Nişanlıların cep telefonu veya internet üzerinden görüntülü veya görüntüsüz olarak mesajlaşmalarının sınırı ve hükmü nedir?
📍 Nişanlılık bir evlilik vaadi olup, taraflara evliliğin verdiği beraber yaşama hak ve yetkisini vermez.
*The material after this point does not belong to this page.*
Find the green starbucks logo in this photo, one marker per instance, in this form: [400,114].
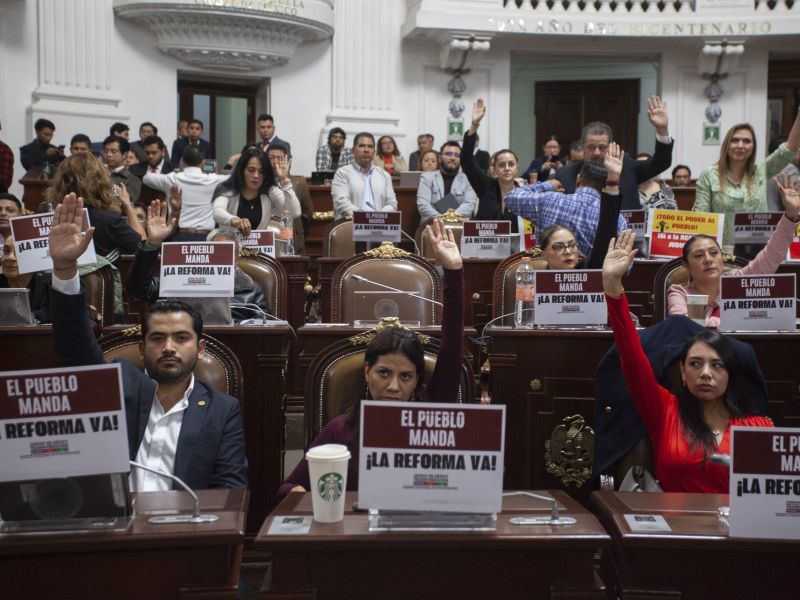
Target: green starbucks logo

Nikâh akdi yapılmadan önce nişanlılar âdeta iki yabancı gibi olduklarından mahremiyet sınırlarına riayet etmelidirler.
📍 Dinimiz yabancı kadın ve erkeğin ölçüsüz bir şekilde birbirleriyle haşir neşir olmasını tasvip etmemiş, pratik hayatta aralarındaki ilişkilerin belli bir ölçü ve disiplin içerisinde olmasını emretmiştir. Bundan dolayı İslam'da sadece haram fiilin kendisi değil, aynı zamanda o harama götüren yollar da yasaklanmıştır.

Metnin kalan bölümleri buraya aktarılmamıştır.